# Shorts for recumbent riding



## Chonker (2 Jun 2009)

I'm pretty new to this and have not owned a pair of lycra shorts. I'm resisting the idea a bit still (I think they look a little silly) but travelling feet first makes my regular shorts baloon out as they fill with air, it's uncomfortable and can't be doing much good for my drag coefficient, I also found on a longer run the costant rubbing on my knees of the hem of the legs became quite irritating.

So I've a few questions

So what type of shorts are good and where do you buy them from (not sure about size so thinking of shops rather than online)? I've been into halfords and they had only one type with a whole load of padded foam stuff in the gusset which seems unnecissary for recumbent riding.

Do you wear underwear benieth 'em?

Is there a cross-over available which works like lycra but has the appearance of normal shorts (am thinking perhaps has lycra bands around the leg holes or something)


----------



## Chonker (2 Jun 2009)

It's a Trice Q 20" wheels, it's too much fun!


----------



## arallsopp (2 Jun 2009)

That foam can be kinda handy, as it stops you getting a rainwater enema on damp descents. 

On the Furai, I almost always wear lycra as its a bit of a fairweather bike, and has a fabric seeking chainline. 

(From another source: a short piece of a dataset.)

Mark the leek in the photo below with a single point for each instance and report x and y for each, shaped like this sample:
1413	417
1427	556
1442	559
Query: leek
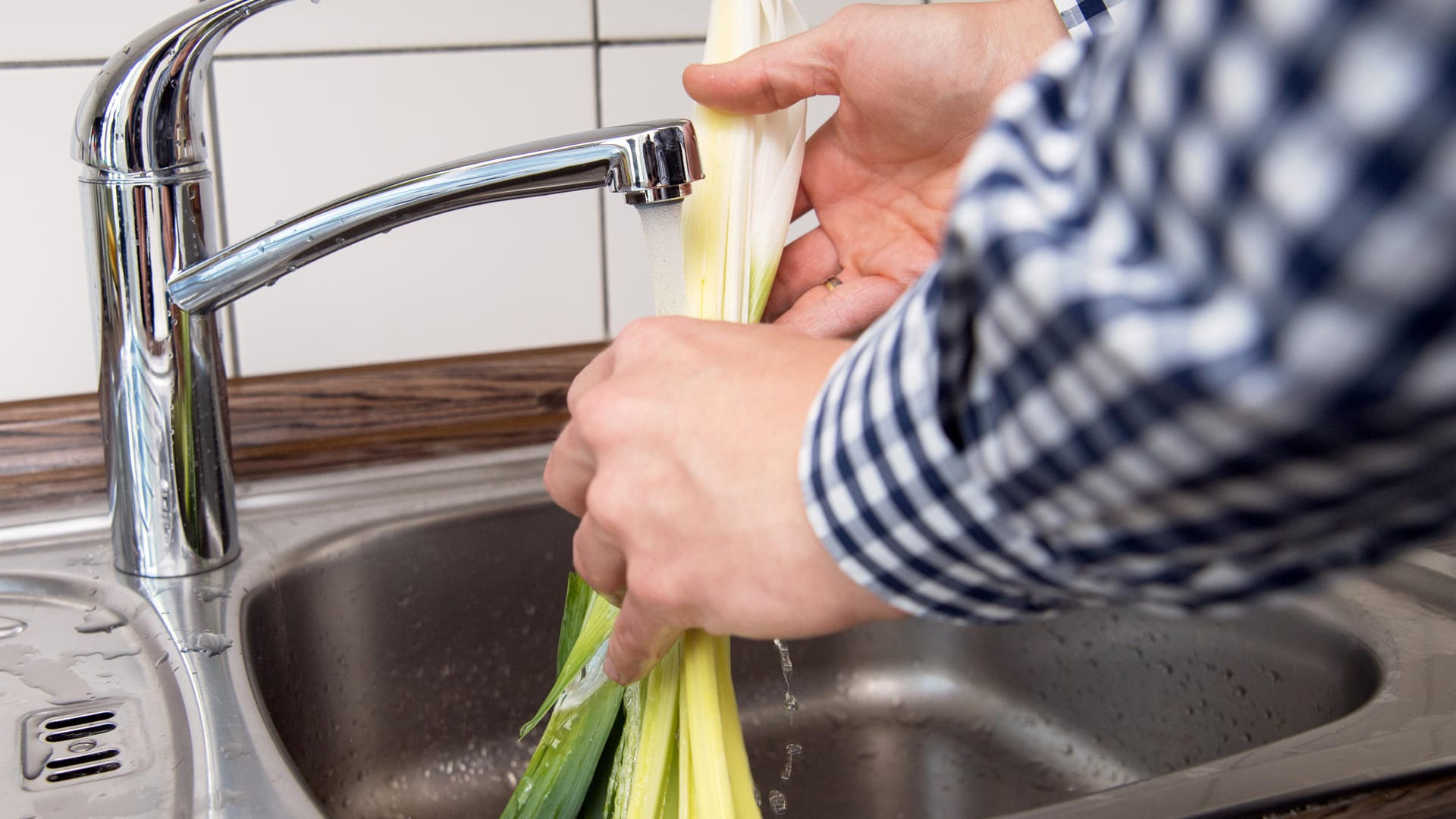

If you don't get on with a nappy, an alternative can be runners shorts. Got to be careful though. Depending on your seat setup, you might find the zip on the discreet rear pocket they like to add nowadays digs right into your spine.


----------



## 3tyretrackterry (2 Jun 2009)

long shorts for me baggy but with a drawstring at knee to stop the wind or a pair of ron hills type running tracsuit is not normally too sweaty


----------



## byegad (2 Jun 2009)

You need shorts that do not flap too much or like me some underpants that hug the legs. Two reasons, one is public decency, the other is a need to avoid a wasp up your leg!

What you DO NOT need is traditional padding, the whole point of a recumbent is that it is comfortable. Running gear is often ideal for 'bent use.


----------



## TimP (2 Jun 2009)

I tend to wear baggy cotton ¾s on the 'bent, special offer in Next, with normal underwear. When it starts getting colder and wetter I move to unpadded bibtights.

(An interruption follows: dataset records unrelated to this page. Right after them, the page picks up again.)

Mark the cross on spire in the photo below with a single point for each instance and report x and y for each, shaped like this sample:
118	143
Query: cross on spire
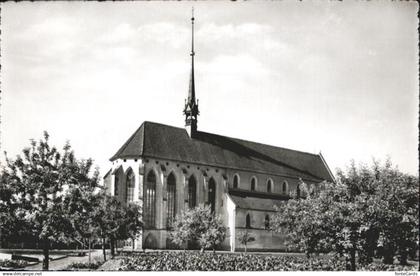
191	105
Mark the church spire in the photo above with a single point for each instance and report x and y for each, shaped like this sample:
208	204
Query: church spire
191	111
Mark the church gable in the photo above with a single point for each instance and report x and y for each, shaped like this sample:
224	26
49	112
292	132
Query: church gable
172	143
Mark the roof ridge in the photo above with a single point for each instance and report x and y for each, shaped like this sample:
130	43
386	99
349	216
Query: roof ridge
128	142
243	140
248	141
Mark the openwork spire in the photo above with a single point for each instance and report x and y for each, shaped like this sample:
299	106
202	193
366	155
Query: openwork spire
191	104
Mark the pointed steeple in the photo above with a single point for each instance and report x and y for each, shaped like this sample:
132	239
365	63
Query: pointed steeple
191	105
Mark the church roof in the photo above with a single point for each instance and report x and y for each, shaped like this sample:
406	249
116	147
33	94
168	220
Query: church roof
255	203
172	143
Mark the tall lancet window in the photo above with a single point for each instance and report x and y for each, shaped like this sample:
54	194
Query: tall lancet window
130	186
171	187
150	201
269	185
235	181
192	192
253	183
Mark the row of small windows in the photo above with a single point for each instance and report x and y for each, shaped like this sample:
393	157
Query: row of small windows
149	196
269	187
266	222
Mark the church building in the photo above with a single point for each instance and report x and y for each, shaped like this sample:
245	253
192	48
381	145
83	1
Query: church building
168	169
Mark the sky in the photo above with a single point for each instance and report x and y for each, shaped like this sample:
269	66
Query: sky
340	78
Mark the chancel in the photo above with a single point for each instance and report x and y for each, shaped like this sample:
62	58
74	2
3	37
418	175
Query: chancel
168	169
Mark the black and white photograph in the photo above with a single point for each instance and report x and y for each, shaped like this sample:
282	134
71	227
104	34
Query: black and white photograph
209	136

It's nice being able to park the bike and walk away from it with a sense of normality to your clothing.


----------



## dataretriever (2 Jun 2009)

I wear lycra cycling shorts under a pair of baggy shorts with pockets for the essentials. My current faves are a pair of Endura Zymes. they have pockets that face the right way for a recumbent, whether by design or accident. In the cold or wet I have a pair of long shower resistant Endura trousers again worn with lycra underneath.

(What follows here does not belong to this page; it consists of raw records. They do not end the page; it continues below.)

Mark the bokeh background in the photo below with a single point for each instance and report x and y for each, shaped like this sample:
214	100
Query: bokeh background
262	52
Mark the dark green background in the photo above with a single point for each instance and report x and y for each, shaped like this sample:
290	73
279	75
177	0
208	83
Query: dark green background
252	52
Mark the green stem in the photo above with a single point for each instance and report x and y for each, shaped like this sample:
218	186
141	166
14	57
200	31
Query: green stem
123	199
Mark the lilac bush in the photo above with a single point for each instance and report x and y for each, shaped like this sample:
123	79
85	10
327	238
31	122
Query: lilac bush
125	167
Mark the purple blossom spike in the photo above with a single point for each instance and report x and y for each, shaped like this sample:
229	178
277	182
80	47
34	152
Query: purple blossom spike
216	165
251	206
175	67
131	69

I tried a normal pair of Lycra shorts without the insert but they didn't offer anywhere near the support for the boy bits and led to an uncomfortable bandy leg style of pedalling whilst finding somewhere discreet to stop and have a rearrange downstairs; never happens with the padded ones......

I've got a 20" Q too!


----------



## banjokat (2 Jun 2009)

dataretriever said:


> I tried a normal pair of Lycra shorts without the insert but they didn't offer anywhere near the support for the boy bits and led to an uncomfortable bandy leg style of pedalling whilst finding somewhere discreet to stop and have a rearrange downstairs; never happens with the padded ones.



Seconded


----------



## squeaker (3 Jun 2009)

Endura 3/4 Humvees (with a modified leg bottom hem - elastic cord + sliding toggles - as I couldn't get on with the standard closure, never used the standard liner). Zipped pockets work very well - can carry mobile + money etc..
Gill Lite boxers underneath for longer rides, otherwise just ordinary cotton knicks for local (non-sweaty) rides.


----------



## Auntie Helen (3 Jun 2009)

I wear either lycra cycling or lycra running shorts. I don't mind the nappy because I do find, as Arallsopp mentioned, that the wind whistling around your nether regions can be a bit chilly so a bit more padding helps. Also the nappy makes you look like a proper cyclist when off the bike at a cafe or something, so people hopefully realise you're dressing like that for sporty functionality, not because you think you look great in body-hugging clothing.


----------



## dellzeqq (3 Jun 2009)

arallsopp said:


> That foam can be kinda handy, as it stops you getting a rainwater enema on damp descents.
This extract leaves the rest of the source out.